La plupart des Bourses européennes sont reparties à la hausse lundi matin après avoir ouvert en léger recul, hésitantes après un sommet du G8 qui a affiché son soutien à la Grèce sans toutefois apporter de réponses concrètes à la crise de la dette.

AGENCE FRANCE-PRESSE

Vers 08H00 GMT (10H00 à Paris), Paris prenait 1,03%  Francfort 0,66%, Londres 0,58%. Madrid accusait cependant un léger recul de 0,27% et Milan cédait 0,21%.

«Le sommet du G8 n'est pas parvenu à délivrer de messages rassurants quant aux solutions à prendre face à la crise qui s'abat sur l'Europe», commentaient  les analystes de Saxo Banque.

Les déclarations des dirigeants des huit pays les plus industrialisés, réunis vendredi et samedi à Camp David aux États-Unis, en faveur d'un maintien de la Grèce au sein de la zone euro ont toutefois permis à la monnaie unique de se reprendre lundi, après avoir atteint un plus bas vendredi.

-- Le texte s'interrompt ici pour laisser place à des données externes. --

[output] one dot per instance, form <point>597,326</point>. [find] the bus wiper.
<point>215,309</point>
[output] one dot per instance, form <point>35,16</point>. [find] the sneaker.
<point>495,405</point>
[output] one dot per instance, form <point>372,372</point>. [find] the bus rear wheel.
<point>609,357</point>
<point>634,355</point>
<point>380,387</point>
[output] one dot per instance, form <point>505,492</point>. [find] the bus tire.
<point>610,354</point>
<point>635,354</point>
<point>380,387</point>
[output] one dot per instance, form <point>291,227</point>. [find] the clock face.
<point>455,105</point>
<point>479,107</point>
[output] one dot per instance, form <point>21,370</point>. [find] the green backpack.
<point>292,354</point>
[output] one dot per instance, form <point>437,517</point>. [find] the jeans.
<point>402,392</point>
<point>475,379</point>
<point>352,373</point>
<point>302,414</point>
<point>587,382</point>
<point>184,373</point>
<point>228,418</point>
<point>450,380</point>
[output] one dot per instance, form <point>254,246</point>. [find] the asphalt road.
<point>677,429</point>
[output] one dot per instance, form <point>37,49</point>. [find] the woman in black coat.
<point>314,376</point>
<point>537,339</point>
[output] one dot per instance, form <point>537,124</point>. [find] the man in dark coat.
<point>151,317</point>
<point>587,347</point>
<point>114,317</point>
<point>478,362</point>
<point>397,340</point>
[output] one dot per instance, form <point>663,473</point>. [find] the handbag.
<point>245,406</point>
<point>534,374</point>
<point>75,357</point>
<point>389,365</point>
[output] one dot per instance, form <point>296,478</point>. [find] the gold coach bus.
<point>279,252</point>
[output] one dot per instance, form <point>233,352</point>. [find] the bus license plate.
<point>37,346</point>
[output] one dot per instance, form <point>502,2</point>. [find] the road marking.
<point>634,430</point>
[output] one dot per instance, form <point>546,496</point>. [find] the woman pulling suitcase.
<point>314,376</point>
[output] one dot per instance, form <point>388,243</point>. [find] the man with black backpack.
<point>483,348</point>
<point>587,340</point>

À 07H42 GMT (09H42 à Paris ou 03H42, heure de Montréal), l'euro valait 1,2782 dollar, contre 1,2773 dollar vendredi vers 21H00 GMT.

Les dirigeants des pays du G8 ont plaidé samedi pour une zone euro «forte et unie», avec la Grèce, et se sont engagés à «encourager la croissance», tout en prenant des mesures contre les déficits, lors d'un sommet dominé par la crise de la dette européenne.

Les électeurs grecs retournent aux urnes le 17 juin, aucun gouvernement de coalition n'ayant émergé après les législatives du 6 mai où les partis pro-austérité ont subi un revers.

Ils ne vont pas «uniquement» voter pour ou contre un parti aux élections du 17 juin, mais pour le maintien du pays dans la zone euro, a déclaré dimanche le ministre allemand des Finances Wolfgang Schäuble.

Les investisseurs craignent une contagion de la situation grecque à d'autres pays fragiles de la zone euro, avec en ligne de mire l'Espagne, dont le secteur bancaire inquiète.

L'Espagne n'a besoin d'«aucun type d'aide extérieure» pour assainir son secteur bancaire, qui croule sous les actifs immobiliers risqués depuis l'éclatement de la bulle, a affirmé lundi son ministre de l'Économie, Luis de Guindos.

Le ministre espagnol a par ailleurs estimé lundi que le PIB du pays reculerait encore au deuxième trimestre, d'une ampleur «similaire» au premier, où il avait baissé de 0,3%, ce qui marquait alors le retour de l'Espagne en récession.

Sur le marché obligataire, les taux d'emprunt de la plupart des pays de la zone euro se tendaient à nouveau vers 9H35 (7H35 GMT), mais assez timidement, après avoir globalement reculé vendredi.

Dans le détail, le taux à 10 ans de l'Espagne montait à 6,300% (contre 6,245% vendredi à la clôture). Parmi les pays les plus solides, le rendement de l'Allemagne se tendait à 1,435% (contre 1,424%) et celui de la France à 2,856% (contre 2,844%).

En revanche, le rendement de l'Italie se distinguait et s'inscrivait en légère baisse à 5,767% (contre 5,795%).

Lundi, la France prévoit d'emprunter entre 7,2 et 8,4 milliards d'euros à court terme, lors d'une adjudication de bons du Trésor à taux fixe et intérêts précomptés (BTF).